En canales de este tipo, las proteínas de la membrana se incrustan en las paredes utilizando la parte hidrófoba que, de otro modo, se asienta en la membrana celular. El resto de la proteína termina en el interior del canal de agua, y las proteínas, una vez reconstituido correctamente, entonces puede comenzar a cristalizar. Es precisamente porque los canales ofrecen tan poco espacio que en el pasado, solo se pudieron cristalizar pequeñas proteínas de membrana; las proteínas grandes se trituraron y no formaron cristales.

Canales expandidos usando lípidos cargados

Los investigadores de ETH ahora han utilizado un truco para expandir los canales:mezclaron una pequeña proporción de lípidos cargados eléctricamente con los lípidos.
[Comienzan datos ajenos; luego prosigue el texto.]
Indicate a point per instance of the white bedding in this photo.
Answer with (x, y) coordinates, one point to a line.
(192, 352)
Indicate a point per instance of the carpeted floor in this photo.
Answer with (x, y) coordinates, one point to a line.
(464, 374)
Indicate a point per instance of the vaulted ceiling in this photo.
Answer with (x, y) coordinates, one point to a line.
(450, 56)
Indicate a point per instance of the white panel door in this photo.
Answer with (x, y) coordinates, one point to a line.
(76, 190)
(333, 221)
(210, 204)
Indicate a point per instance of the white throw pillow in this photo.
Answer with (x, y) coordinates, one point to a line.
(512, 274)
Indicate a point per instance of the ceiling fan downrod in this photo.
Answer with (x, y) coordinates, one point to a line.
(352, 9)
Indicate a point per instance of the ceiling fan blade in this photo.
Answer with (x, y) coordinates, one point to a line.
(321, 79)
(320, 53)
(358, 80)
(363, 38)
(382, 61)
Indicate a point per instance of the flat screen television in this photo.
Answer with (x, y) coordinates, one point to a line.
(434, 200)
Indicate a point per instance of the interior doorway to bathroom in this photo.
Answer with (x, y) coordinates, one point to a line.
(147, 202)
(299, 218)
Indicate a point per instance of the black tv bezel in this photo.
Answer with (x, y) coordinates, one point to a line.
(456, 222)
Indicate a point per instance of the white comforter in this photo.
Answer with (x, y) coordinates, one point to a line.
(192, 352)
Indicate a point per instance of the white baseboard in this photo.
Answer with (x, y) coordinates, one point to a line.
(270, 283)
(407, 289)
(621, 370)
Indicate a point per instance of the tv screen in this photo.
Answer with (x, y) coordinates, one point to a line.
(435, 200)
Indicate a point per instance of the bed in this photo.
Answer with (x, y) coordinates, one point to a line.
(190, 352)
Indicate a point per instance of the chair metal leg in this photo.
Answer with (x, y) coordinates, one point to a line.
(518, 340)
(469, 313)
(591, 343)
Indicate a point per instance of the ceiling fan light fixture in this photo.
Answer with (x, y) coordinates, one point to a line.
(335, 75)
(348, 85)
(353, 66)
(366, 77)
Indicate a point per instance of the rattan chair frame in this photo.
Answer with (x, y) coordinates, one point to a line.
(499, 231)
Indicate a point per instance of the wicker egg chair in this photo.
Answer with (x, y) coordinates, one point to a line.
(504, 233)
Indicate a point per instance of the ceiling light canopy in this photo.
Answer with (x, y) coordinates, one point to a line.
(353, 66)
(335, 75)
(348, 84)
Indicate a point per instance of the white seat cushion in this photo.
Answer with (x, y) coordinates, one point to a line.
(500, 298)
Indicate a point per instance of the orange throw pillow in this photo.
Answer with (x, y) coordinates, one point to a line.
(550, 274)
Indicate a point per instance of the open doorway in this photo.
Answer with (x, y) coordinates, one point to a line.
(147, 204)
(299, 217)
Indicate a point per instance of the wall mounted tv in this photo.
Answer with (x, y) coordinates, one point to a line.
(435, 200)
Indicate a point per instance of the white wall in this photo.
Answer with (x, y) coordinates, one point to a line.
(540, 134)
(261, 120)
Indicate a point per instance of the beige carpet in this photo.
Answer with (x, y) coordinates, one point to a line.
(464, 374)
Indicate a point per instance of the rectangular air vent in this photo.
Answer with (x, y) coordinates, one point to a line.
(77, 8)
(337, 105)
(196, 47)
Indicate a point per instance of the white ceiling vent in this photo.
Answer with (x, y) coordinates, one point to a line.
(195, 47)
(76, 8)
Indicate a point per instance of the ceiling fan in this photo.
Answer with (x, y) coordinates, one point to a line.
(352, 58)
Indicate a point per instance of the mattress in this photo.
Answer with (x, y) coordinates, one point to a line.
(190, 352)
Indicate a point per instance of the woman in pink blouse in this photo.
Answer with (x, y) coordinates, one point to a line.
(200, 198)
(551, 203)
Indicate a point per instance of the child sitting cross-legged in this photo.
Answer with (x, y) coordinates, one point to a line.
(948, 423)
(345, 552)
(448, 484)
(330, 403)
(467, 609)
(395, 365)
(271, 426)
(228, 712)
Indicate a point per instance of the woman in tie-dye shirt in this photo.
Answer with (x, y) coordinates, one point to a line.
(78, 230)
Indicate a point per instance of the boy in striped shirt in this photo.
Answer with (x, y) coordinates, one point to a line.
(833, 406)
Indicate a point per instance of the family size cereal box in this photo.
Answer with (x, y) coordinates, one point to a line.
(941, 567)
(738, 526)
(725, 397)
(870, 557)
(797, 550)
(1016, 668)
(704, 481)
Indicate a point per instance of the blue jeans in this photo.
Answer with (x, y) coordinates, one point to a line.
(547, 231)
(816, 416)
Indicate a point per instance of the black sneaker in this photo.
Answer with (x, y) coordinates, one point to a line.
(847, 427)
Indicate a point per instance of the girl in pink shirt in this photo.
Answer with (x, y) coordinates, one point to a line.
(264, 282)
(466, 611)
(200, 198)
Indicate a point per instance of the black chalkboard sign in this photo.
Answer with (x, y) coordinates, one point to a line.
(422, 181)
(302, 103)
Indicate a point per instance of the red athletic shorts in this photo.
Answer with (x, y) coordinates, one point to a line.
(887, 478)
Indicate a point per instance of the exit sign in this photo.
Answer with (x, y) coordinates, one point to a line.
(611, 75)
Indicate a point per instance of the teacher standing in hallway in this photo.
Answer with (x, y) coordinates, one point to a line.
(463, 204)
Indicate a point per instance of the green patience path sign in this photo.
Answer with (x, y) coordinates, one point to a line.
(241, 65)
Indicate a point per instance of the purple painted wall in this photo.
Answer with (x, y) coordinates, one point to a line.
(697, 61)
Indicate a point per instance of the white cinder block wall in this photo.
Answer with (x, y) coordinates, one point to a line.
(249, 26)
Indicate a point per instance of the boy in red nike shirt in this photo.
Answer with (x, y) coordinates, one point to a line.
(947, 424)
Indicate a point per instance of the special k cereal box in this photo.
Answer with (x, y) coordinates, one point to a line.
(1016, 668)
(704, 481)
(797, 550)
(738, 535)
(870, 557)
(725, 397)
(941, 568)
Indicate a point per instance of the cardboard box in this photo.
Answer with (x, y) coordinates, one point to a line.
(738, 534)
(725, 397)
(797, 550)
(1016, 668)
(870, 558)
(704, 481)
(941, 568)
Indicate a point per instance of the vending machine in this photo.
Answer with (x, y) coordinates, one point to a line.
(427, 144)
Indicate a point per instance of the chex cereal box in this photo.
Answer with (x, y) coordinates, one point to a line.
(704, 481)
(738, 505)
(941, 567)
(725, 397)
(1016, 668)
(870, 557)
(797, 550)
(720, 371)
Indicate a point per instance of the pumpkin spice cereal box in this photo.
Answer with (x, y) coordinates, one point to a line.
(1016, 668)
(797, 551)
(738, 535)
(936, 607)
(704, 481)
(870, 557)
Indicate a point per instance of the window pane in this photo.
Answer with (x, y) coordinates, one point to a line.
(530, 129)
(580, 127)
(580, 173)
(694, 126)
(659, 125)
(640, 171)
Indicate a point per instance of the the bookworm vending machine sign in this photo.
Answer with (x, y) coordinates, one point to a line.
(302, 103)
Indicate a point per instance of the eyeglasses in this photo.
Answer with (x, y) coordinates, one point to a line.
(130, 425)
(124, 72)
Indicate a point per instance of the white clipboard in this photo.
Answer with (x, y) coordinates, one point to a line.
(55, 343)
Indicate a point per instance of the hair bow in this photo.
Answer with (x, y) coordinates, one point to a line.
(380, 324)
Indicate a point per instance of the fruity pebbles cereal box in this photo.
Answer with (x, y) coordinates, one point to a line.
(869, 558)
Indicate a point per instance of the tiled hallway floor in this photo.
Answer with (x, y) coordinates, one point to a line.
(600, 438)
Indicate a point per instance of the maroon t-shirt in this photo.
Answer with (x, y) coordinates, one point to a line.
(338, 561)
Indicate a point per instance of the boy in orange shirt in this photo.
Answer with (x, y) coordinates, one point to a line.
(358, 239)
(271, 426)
Estos se repelen entre sí y así inflan los canales, aumentando su diámetro a 20 nanómetros. Aunque los primeros intentos de hinchar electrostáticamente los canales de agua en las mesofases lipídicas se remontan a principios de la década de 2000 y han continuado de manera constante hasta hace poco, esta es la primera evolución demostrada de esta estrategia hacia una metodología de importancia general.

Gracias a estas mesofases lipídicas hinchadas, Por supuesto, Mezzenga y sus colegas lograron cristalizar grandes proteínas de membrana y luego dilucidar su estructura.
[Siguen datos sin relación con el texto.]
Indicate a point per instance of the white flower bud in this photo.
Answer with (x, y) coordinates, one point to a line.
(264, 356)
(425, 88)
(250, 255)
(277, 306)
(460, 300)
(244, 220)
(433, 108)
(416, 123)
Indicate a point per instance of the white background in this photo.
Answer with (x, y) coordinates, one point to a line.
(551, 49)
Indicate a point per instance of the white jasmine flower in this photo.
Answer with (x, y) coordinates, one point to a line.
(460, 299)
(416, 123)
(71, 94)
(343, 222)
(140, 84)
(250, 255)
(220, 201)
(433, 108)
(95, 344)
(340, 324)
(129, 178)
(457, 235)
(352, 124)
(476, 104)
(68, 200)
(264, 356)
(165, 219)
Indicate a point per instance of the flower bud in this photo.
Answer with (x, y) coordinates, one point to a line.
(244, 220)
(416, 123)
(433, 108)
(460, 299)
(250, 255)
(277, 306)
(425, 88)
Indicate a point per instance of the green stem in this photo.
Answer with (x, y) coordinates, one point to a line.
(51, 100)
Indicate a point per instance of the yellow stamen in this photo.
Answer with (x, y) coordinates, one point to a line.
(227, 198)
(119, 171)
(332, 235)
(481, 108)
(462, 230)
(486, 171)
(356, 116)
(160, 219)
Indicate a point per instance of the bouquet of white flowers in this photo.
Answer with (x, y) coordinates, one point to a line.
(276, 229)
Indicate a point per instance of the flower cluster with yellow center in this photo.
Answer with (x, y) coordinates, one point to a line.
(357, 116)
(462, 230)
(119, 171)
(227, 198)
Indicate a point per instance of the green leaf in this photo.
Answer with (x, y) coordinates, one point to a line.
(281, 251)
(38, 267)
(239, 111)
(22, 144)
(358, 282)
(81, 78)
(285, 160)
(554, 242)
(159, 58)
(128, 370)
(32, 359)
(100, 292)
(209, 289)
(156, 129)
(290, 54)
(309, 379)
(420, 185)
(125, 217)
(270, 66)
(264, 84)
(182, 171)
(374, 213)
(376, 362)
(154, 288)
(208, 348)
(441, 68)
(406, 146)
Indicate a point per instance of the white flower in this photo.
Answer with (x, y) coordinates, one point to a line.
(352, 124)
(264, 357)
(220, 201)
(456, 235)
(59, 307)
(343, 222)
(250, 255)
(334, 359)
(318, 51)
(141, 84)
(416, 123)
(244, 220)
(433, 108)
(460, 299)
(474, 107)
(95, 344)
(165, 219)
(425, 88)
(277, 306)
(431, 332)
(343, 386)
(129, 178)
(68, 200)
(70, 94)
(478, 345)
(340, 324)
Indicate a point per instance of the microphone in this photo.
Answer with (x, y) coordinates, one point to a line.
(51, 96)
Los investigadores de ETH practicaron en la proteína de membrana llamada GLIC (canal iónico controlado por ligando de Gloeobacter), que proviene de bacterias. GLIC tiene varias subunidades grandes que se encuentran fuera de la membrana bacteriana en la parte exterior de la célula. En el pasado, Se utilizó un método diferente para cristalizar este complejo ya que estos dominios eran demasiado grandes. "Nuestro procedimiento no solo mejoró la cristalización, pero también produjo cristales extremadamente compactos pertenecientes a un nuevo grupo cristalográfico para esta proteína, "dice Mezzenga. Además, los investigadores pudieron cristalizar esta proteína de canal en su configuración cerrada por primera vez. Hasta ahora, los investigadores pudieron cristalizar el complejo solo en su estado abierto utilizando un método diferente.

Impulso esperado para elucidación estructural

Es probable que el nuevo método "generalizado en meso" sea de gran interés para los biólogos estructurales en particular, que hasta ahora han luchado por dilucidar la estructura de las proteínas de membrana grandes. "Esta herramienta dará un nuevo impulso a la elucidación estructural, ya que abre proteínas que antes estaban fuera de su alcance, "dice Mezzenga.

En el presente, los científicos conocen la estructura exacta de solo 360 pequeñas proteínas de membrana, o aproximadamente una séptima parte de todas las proteínas de membrana. Se desconoce la estructura de las muchas proteínas de membrana restantes.

Según Mezzenga, la investigación también puede beneficiar a la industria farmacéutica. "La capacidad de determinar la estructura es de suma importancia para el desarrollo de nuevos fármacos, ", dice." Este método lo hará considerablemente más fácil y proporcionará un nuevo impulso en el campo ".